Lately I have been reversing my idea of how I fit in the world. Instead of being the one call to Love the Enemy, I am the Enemy who needs to be Loved into a real and vital community. Instead of being the Mother, I am the one who needs mothering. Instead of being the one that needs to include all of nature—plants, animals, the elements—into my family, I am included by nature as one of hers. This last one is the most profound for me. It makes me feel most beloved, most validated and most integral to life.

A lot is said about the way we treat each other, and we often look to other humans we see as wiser, kinder, more loving, to teach us how to treat each other well. More and more though, I am looking outside my window. I am astounded by the generosity and kindness of this planet, that knows how to do its thing in such a way that countless members of a family are supported, loved, birthed, grown and buried. I could spend the rest of my life learning to love and nurture and support life, simply by watching things grow, die and grow again. Not only does this inspire me to care more deeply and meaningfully for the life that is not-human, but it elevates every breath I take because I understand that with that breath, I am being given life and have a place in a thriving family of living things.

A plot of land can certainly become part of a family, if that family works with it, performs sacred rituals such as marriage and burial on it, and if they love it. Amazingly, despite the fact that our very life is sustained by land that supports us by giving us dirt to grow food and raise animals on, we tend to think of the land as “ours.” Our little bit of work, our habitation, our money, makes us believe that the land can be rightfully and meaningfully owned. So much land has been appropriated through acts of terror and evil. Even today, in this country we completely lack any true understanding of the cost of the little plot our house sits on. Yet, we are permitted to keep breathing, and taking; because the Earth does her work regardless of the human cost, the way we treat her, whether or not we “get it.”

She is a true mother and has so many mouths to feed, that even though we are the spoiled difficult children who ought to be deprived in order that we might learn our lesson, she keeps giving to us, as if there is no end to her generosity and commitment to all life.
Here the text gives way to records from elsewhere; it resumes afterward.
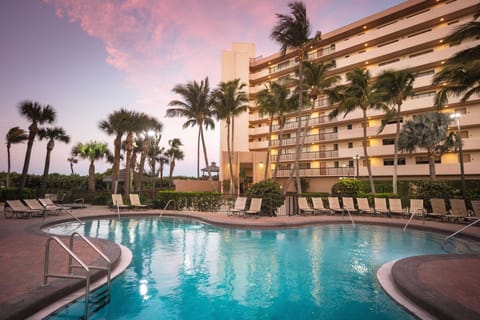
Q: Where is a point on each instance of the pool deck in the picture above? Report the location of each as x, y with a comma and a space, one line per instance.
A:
445, 286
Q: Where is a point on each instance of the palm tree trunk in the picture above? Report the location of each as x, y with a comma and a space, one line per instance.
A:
232, 184
8, 166
43, 187
395, 151
267, 161
28, 154
91, 176
365, 153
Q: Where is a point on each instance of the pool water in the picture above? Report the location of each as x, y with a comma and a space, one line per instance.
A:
183, 269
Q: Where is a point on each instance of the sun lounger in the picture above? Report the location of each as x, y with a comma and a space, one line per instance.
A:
396, 207
303, 206
49, 204
381, 206
34, 204
117, 202
255, 207
135, 201
349, 205
439, 209
459, 210
334, 205
19, 210
239, 206
416, 207
364, 206
318, 206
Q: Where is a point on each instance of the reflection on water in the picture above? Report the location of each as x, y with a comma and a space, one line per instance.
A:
184, 270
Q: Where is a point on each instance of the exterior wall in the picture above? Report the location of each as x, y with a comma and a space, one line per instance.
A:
407, 36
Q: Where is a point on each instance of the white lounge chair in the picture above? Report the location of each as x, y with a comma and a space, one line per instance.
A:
303, 206
255, 207
318, 206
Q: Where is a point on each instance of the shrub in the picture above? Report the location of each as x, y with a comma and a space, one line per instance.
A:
271, 195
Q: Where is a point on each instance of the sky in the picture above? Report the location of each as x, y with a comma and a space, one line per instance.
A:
89, 58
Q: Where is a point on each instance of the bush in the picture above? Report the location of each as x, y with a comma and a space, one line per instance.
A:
271, 195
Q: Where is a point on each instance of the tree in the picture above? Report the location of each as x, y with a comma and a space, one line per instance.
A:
116, 125
360, 93
293, 32
51, 134
37, 114
196, 107
428, 131
229, 100
461, 74
153, 128
395, 86
14, 135
174, 153
92, 151
72, 161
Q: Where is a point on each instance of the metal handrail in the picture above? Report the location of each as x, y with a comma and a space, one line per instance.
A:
47, 275
103, 256
464, 228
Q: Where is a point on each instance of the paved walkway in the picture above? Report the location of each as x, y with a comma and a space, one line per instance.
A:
447, 286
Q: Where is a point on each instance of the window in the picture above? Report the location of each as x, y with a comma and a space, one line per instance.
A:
424, 160
387, 142
389, 162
And perhaps, perhaps she is so busy being a good Mother, that she just simply doesn’t have the energy to discipline us as well as give us every means of survival. Perhaps she is like the best mothers among us, who know that life and death itself will teach the hardest lessons. Perhaps she knows that she cannot force us to love her, only wait, her every exhale a prayer that ebbs from a deep awareness that we can never be separated from her, no matter how deluded we become.
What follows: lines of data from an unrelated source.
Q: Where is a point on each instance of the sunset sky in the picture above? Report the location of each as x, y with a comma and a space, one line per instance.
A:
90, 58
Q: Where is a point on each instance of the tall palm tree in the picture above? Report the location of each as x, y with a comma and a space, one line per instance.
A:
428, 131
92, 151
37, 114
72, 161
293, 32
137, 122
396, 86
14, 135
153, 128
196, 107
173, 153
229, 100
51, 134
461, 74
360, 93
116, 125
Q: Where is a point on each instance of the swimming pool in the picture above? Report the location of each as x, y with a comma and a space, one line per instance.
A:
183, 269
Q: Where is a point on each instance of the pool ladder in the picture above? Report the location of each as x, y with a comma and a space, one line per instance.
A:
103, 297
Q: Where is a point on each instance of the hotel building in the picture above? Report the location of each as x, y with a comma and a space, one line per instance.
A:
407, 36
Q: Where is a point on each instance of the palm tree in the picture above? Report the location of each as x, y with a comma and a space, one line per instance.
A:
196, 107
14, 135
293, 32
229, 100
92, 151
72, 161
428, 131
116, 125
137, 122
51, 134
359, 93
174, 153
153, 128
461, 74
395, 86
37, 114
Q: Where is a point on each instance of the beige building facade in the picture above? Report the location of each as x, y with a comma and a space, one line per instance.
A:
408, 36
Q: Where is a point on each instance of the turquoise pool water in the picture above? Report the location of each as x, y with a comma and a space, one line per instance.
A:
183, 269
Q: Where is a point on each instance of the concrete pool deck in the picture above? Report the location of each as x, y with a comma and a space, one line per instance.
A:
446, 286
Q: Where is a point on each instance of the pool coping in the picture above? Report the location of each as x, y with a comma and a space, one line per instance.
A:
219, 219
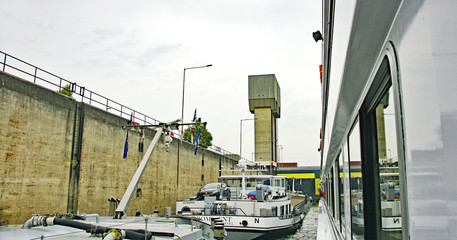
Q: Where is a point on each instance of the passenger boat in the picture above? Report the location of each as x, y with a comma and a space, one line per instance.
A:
389, 120
259, 207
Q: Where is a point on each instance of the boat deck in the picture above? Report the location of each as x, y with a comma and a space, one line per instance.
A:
164, 228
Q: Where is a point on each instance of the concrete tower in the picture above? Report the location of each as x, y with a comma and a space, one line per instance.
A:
265, 104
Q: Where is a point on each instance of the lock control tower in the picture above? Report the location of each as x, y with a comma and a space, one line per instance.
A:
265, 104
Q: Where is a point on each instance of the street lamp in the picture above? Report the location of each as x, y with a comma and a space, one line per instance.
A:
182, 118
241, 131
280, 151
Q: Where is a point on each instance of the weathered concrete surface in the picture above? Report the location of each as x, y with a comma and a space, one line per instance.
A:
38, 134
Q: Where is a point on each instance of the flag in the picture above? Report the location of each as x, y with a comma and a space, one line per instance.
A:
197, 139
195, 116
126, 146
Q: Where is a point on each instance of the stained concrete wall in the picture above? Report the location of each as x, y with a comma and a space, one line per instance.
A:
42, 169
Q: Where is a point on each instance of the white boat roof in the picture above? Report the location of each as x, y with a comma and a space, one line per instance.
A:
251, 176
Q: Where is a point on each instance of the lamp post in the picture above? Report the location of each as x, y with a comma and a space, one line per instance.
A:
280, 151
182, 120
241, 131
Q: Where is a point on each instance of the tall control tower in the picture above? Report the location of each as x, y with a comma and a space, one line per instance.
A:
265, 104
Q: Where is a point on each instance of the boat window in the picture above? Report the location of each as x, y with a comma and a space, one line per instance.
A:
355, 161
277, 182
274, 211
330, 192
388, 168
341, 192
379, 115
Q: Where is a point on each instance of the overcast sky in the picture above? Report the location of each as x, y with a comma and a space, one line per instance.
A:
134, 52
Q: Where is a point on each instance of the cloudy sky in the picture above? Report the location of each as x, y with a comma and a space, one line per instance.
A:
134, 52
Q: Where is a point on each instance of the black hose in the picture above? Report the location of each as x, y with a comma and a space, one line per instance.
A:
129, 234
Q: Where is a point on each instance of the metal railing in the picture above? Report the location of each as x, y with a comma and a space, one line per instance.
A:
51, 81
30, 72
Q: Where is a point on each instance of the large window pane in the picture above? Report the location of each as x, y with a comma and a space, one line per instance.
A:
341, 193
355, 161
388, 168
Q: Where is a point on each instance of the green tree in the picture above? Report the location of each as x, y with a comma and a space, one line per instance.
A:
66, 91
205, 137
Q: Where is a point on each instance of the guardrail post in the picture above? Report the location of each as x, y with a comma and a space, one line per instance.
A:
34, 76
4, 62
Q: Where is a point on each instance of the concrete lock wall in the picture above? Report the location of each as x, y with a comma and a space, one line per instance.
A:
58, 155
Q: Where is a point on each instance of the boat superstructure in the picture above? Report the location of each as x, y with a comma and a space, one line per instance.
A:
389, 122
259, 205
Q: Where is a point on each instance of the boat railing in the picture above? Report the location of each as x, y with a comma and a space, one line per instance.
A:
217, 210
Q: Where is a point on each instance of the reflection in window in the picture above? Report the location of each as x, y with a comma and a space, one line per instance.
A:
388, 168
355, 161
341, 192
330, 192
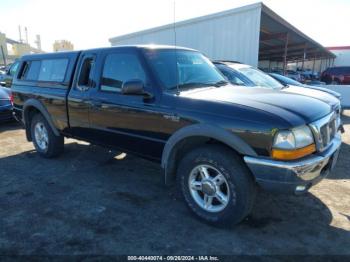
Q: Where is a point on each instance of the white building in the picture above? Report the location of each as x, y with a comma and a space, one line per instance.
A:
252, 34
342, 53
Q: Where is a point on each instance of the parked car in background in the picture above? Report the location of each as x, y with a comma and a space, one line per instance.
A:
307, 74
295, 75
6, 80
286, 81
242, 74
173, 106
336, 75
5, 104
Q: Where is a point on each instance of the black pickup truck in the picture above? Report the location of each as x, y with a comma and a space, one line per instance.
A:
171, 105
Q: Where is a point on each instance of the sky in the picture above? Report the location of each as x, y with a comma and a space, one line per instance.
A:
89, 24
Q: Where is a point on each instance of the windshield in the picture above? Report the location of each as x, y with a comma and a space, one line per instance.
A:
286, 80
194, 69
259, 78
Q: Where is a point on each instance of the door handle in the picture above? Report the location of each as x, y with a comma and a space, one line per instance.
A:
96, 104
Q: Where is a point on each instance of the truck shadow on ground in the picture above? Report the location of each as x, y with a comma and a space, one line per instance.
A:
90, 202
9, 125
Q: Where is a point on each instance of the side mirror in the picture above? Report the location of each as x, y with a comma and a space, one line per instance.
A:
134, 87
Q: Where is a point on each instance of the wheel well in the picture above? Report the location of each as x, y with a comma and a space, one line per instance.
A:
28, 116
182, 147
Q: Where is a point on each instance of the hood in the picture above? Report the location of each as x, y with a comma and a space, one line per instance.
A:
315, 93
324, 89
293, 107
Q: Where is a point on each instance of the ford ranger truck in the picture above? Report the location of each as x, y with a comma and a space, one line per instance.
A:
217, 141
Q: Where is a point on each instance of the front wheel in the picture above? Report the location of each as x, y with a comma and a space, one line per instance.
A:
46, 143
216, 185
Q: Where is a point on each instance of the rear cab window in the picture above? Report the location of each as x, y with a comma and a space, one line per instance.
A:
44, 70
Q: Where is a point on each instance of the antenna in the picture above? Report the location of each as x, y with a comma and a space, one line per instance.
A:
26, 31
20, 34
175, 43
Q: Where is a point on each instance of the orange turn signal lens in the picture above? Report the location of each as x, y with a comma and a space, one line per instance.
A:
293, 154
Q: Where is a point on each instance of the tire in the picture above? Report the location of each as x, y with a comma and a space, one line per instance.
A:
239, 187
46, 143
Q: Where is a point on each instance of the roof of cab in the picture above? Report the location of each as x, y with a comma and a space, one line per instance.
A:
75, 53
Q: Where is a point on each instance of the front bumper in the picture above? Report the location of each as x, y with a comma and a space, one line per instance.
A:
294, 176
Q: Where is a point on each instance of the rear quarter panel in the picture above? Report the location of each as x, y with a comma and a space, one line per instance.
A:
52, 95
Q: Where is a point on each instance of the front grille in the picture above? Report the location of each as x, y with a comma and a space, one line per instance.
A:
325, 130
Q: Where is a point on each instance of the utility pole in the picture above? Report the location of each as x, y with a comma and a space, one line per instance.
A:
3, 55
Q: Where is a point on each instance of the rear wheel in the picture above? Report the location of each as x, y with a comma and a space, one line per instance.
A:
46, 143
216, 185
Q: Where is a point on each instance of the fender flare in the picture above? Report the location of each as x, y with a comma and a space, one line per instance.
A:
204, 130
41, 108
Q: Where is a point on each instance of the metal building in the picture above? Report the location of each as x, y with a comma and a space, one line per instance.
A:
251, 34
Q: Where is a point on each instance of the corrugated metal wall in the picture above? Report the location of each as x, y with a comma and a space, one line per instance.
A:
230, 35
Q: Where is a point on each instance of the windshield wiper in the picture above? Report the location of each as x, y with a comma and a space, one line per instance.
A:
220, 83
190, 85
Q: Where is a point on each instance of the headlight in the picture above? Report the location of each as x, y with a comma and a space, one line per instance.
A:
293, 144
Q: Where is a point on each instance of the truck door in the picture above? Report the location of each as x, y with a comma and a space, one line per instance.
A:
128, 122
78, 98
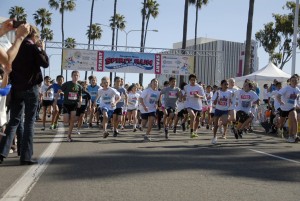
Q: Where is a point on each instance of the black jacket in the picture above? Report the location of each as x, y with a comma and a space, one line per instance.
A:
26, 70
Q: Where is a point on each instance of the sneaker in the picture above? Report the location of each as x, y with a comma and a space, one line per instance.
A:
280, 132
214, 140
69, 139
194, 135
183, 127
291, 140
166, 133
235, 133
240, 133
116, 133
147, 138
105, 134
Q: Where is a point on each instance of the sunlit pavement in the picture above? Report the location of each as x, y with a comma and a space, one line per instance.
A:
257, 167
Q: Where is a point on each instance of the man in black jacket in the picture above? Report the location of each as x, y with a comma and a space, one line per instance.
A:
25, 77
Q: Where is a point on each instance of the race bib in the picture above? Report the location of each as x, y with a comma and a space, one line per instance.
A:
72, 96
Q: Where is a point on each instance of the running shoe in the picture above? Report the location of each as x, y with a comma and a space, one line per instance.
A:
105, 134
291, 140
147, 138
194, 135
214, 140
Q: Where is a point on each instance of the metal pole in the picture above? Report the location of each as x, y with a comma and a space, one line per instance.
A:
295, 37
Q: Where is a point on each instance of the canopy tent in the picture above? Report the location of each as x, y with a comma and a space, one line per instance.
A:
266, 75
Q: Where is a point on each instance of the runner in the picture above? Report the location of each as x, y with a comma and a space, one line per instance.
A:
58, 101
109, 98
222, 100
171, 96
148, 103
72, 100
287, 97
194, 93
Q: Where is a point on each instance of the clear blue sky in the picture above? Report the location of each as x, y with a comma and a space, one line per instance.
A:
220, 19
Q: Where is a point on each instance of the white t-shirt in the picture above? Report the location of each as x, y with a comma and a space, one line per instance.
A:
133, 101
224, 100
245, 100
107, 97
150, 98
47, 95
288, 96
191, 100
274, 95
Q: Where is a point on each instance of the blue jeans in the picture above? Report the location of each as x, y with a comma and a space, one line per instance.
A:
21, 101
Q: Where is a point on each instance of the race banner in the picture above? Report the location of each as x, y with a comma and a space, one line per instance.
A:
177, 65
85, 60
128, 62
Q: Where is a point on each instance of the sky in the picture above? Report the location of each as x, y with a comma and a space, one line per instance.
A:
220, 19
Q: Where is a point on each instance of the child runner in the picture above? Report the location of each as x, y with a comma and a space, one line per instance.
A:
109, 98
222, 100
194, 94
148, 104
72, 100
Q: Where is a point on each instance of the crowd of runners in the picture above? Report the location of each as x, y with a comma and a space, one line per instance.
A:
222, 109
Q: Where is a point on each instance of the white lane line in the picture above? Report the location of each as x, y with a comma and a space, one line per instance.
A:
274, 156
26, 182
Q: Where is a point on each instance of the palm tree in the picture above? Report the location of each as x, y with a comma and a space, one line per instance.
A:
89, 32
248, 38
198, 4
47, 34
142, 37
118, 22
151, 10
70, 43
62, 6
184, 33
95, 33
18, 13
42, 17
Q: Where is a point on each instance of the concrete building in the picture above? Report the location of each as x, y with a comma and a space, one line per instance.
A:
217, 59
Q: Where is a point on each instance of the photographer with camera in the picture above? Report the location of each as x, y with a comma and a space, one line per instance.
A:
25, 77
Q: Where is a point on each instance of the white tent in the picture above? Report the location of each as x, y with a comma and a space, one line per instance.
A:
266, 75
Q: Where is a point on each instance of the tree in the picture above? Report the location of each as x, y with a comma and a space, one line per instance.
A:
117, 22
276, 37
151, 10
141, 77
42, 17
47, 34
70, 43
198, 4
18, 13
247, 62
95, 33
62, 6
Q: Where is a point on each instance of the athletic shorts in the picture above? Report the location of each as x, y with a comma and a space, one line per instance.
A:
219, 113
146, 115
46, 103
68, 108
It is our lack of imagination and our need to centralize ourselves that causes us to think that all living things but us are “just” existing, and that “just” existing does not include the most important aspects of existing, such as love. What is love if not the tree taking in my exhale and returning it to me in such a way that I might continue to breathe? What is love if not a desert flower? What is family, if not an incomprehensible, interconnected, glorious effort to sustain one another?
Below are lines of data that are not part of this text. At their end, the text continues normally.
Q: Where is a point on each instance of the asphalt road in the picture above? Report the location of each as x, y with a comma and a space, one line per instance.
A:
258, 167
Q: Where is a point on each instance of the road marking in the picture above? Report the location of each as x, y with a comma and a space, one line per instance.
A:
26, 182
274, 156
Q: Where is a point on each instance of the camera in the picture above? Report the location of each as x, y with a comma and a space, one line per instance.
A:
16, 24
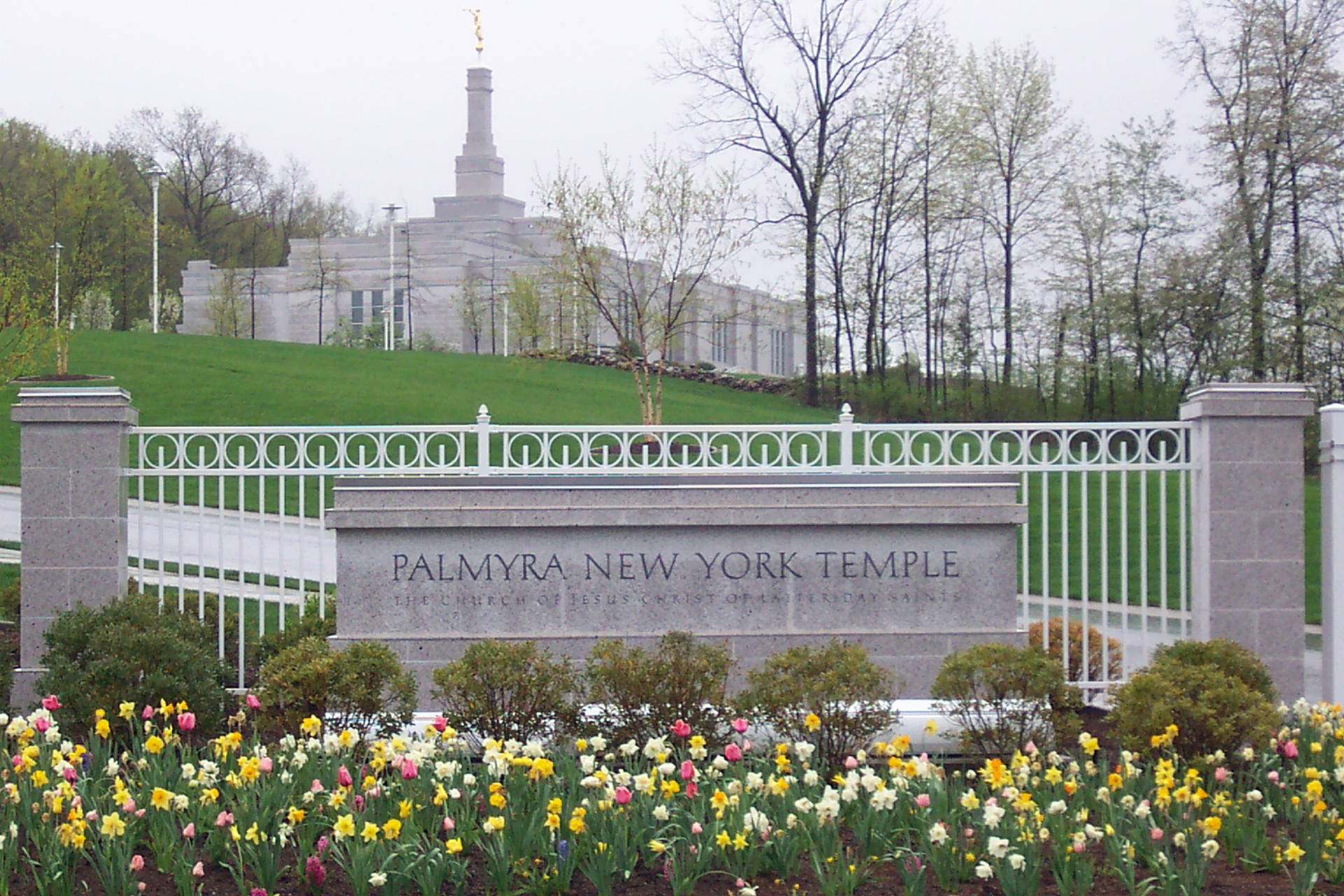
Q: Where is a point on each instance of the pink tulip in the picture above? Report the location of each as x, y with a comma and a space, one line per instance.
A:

As I come to the end of this project, I feel this strengthening rhythm in my body. Writing has given me the opportunity, not to create new things, to say important things, or to cultivate a way of making money. No, it is just the opportunity to begin to understand my place in a family. This family includes all living things…everything. From the steps of my porch, I listen to the birds in my family sing, I smile. They are the true and best artists in our family. “Just” existing, that little red-breasted robin gives voice to our joy. She is my little sister, and I hear her song.